一站式时间序列分析工具,支持时序数据预处理、特征工程、模型训练、模型评估、模型预测等。

安装

# if you don't want to use the prophet model 如果你不想使用prophet模型
# run this
python -m pip install PipelineTS[core]

# if you want to use all models 如果你想使用所有模型
# run this
python -m pip install PipelineTS[all]

快速开始

查看可用模型

from PipelineTS.dataset import LoadWebSales

init_data = LoadWebSales()[['date', 'type_a']]

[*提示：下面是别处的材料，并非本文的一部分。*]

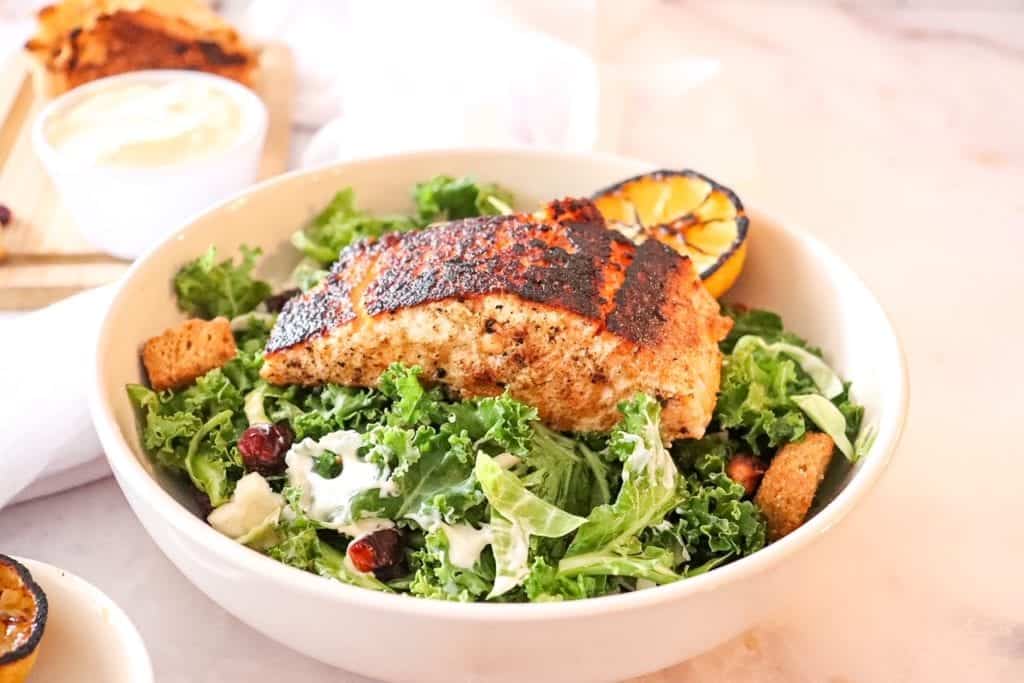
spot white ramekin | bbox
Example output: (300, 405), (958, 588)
(32, 70), (267, 260)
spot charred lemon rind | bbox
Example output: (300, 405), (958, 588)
(592, 168), (747, 213)
(0, 555), (47, 682)
(702, 236), (748, 298)
(659, 211), (749, 283)
(591, 169), (749, 294)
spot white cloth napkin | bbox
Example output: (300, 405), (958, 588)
(237, 0), (600, 166)
(0, 286), (113, 507)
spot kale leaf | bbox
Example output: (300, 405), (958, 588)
(720, 304), (820, 354)
(408, 527), (495, 602)
(413, 175), (514, 224)
(173, 246), (271, 319)
(555, 396), (682, 586)
(670, 444), (766, 569)
(128, 381), (243, 507)
(715, 306), (866, 455)
(714, 337), (817, 453)
(290, 177), (515, 276)
(267, 504), (392, 593)
(291, 188), (418, 266)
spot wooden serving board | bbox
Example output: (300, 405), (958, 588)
(0, 43), (295, 310)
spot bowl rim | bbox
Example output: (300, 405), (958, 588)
(31, 69), (268, 177)
(90, 146), (908, 621)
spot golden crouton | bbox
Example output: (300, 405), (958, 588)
(725, 453), (767, 498)
(754, 432), (835, 541)
(143, 317), (236, 390)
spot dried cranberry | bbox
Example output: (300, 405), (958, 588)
(238, 422), (294, 476)
(0, 204), (11, 228)
(263, 288), (301, 313)
(726, 453), (767, 498)
(347, 529), (404, 577)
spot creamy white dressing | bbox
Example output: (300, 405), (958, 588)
(439, 523), (493, 569)
(652, 519), (674, 533)
(339, 517), (395, 541)
(401, 515), (493, 570)
(207, 472), (282, 541)
(405, 510), (441, 532)
(285, 430), (396, 530)
(46, 80), (242, 167)
(620, 434), (646, 479)
(621, 433), (675, 488)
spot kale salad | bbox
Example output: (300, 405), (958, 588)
(128, 174), (872, 602)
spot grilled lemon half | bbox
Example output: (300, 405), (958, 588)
(0, 556), (47, 683)
(592, 169), (749, 298)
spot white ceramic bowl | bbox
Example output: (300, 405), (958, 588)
(90, 149), (907, 683)
(33, 70), (268, 259)
(13, 557), (153, 683)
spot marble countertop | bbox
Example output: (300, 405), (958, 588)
(3, 2), (1023, 681)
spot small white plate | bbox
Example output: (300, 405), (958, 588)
(13, 557), (153, 683)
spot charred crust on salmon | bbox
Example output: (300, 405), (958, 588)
(267, 288), (348, 351)
(266, 198), (692, 353)
(606, 239), (683, 346)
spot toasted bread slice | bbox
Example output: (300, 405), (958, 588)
(754, 432), (835, 540)
(142, 317), (236, 390)
(26, 0), (256, 95)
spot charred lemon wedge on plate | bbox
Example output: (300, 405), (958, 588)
(592, 169), (749, 298)
(0, 556), (47, 683)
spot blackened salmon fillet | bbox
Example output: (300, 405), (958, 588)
(262, 198), (731, 439)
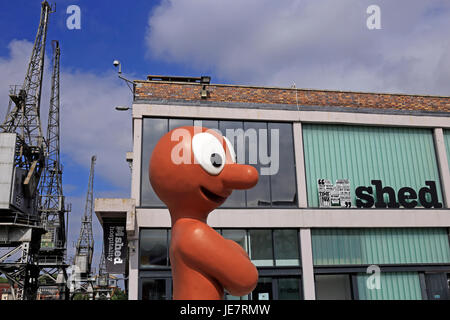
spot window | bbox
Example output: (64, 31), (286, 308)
(251, 277), (303, 300)
(244, 122), (271, 207)
(141, 279), (169, 300)
(139, 228), (301, 269)
(140, 119), (168, 207)
(273, 229), (300, 266)
(220, 228), (301, 267)
(140, 229), (169, 268)
(277, 278), (302, 300)
(249, 230), (274, 266)
(222, 229), (248, 252)
(140, 118), (297, 208)
(315, 274), (352, 300)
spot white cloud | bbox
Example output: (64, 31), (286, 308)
(146, 0), (450, 95)
(60, 69), (132, 189)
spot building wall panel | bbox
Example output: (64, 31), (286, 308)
(302, 124), (443, 208)
(357, 272), (422, 300)
(311, 228), (450, 265)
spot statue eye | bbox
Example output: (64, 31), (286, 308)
(192, 132), (226, 175)
(210, 153), (223, 168)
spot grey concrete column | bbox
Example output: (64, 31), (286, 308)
(128, 116), (142, 300)
(293, 123), (308, 208)
(300, 228), (315, 300)
(127, 236), (139, 300)
(433, 128), (450, 207)
(131, 117), (142, 206)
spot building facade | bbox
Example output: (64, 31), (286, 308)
(95, 76), (450, 300)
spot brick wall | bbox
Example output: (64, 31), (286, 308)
(134, 80), (450, 113)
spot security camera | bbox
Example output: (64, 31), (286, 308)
(113, 60), (120, 67)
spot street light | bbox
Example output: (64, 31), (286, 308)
(113, 59), (133, 93)
(115, 106), (130, 111)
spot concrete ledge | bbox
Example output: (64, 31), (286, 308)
(133, 103), (450, 128)
(135, 208), (450, 228)
(94, 198), (135, 226)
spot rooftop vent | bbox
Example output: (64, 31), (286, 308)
(147, 75), (211, 84)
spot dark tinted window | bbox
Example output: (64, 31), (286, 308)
(249, 229), (274, 266)
(141, 119), (168, 207)
(140, 118), (297, 208)
(274, 229), (300, 266)
(269, 123), (297, 206)
(140, 229), (169, 267)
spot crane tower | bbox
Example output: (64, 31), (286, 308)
(0, 1), (54, 300)
(37, 40), (71, 299)
(71, 156), (96, 298)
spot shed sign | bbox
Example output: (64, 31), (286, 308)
(103, 221), (127, 273)
(318, 179), (442, 209)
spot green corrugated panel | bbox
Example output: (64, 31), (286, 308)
(311, 228), (450, 265)
(357, 272), (422, 300)
(302, 124), (443, 207)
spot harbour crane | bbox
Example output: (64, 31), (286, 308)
(0, 1), (54, 300)
(37, 40), (71, 300)
(71, 156), (96, 299)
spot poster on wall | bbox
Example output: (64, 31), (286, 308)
(103, 220), (127, 274)
(318, 179), (352, 208)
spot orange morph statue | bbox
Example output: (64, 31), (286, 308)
(149, 126), (259, 300)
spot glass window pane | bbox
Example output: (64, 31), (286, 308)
(251, 277), (273, 300)
(168, 229), (172, 266)
(196, 119), (219, 131)
(219, 121), (246, 207)
(141, 118), (168, 207)
(169, 119), (193, 131)
(225, 293), (249, 300)
(274, 229), (300, 266)
(249, 229), (273, 266)
(268, 123), (297, 207)
(140, 229), (168, 267)
(315, 274), (352, 300)
(141, 279), (167, 300)
(244, 122), (270, 207)
(278, 278), (301, 300)
(222, 229), (248, 253)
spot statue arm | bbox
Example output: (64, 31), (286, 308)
(175, 222), (258, 297)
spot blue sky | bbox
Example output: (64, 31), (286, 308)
(0, 0), (194, 80)
(1, 0), (449, 276)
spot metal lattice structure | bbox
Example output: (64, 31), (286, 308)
(98, 250), (107, 276)
(93, 250), (113, 300)
(76, 155), (96, 269)
(71, 156), (96, 299)
(1, 1), (53, 192)
(39, 40), (67, 248)
(37, 40), (70, 300)
(0, 1), (54, 300)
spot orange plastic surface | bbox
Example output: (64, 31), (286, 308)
(149, 126), (259, 300)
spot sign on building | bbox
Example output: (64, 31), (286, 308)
(318, 179), (352, 208)
(103, 221), (127, 274)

valid_data = init_data.iloc[-30:, :]
data = init_data.iloc[:-30, :]
device = 'cpu'

from PipelineTS.pipeline import ModelPipeline

# list all models
ModelPipeline.list_all_available_models()
[output]:
['prophet',
 'auto_arima',
 'catboost',
 'lightgbm',
 'xgboost',
 'wide_gbrt',
 'd_linear',
 'n_linear',
 'n_beats',
 'n_hits',
 'tcn',
 'tft',
 'gau',
 'stacking_rnn',
 'time2vec',
 'multi_output_model',
 'multi_step_model',
 'transformer',
 'random_forest',
 'tide']

开始训练

from sklearn.metrics import mean_absolute_error

pipeline = ModelPipeline(
    time_col='date',
    target_col='type_a',
    lags=30,
    random_state=42,
    metric=mean_absolute_error,
    metric_less_is_better=True,
    device=device
)

# training all models
pipeline.fit(data, valid_df=valid_data)

# use best model to predict next 30 steps data point
res = pipeline.predict(30)

数据准备

from PipelineTS.dataset import LoadMessagesSentDataSets
import pandas as pd
# convert time col, the date column is assumed to be date_col
time_col = 'date_col'
target_col = 'ta'
lags = 60  # 往前的窗口大小,数据将会被切割成lags天的多条序列进行训练
n = 40 # 需要预测多少步,在这个例子里为需要预测多少天

# you can also load data with pandas
# init_data = pd.read_csv('/path/to/your/data.csv')
init_data = LoadMessagesSentDataSets()[[time_col, target_col]]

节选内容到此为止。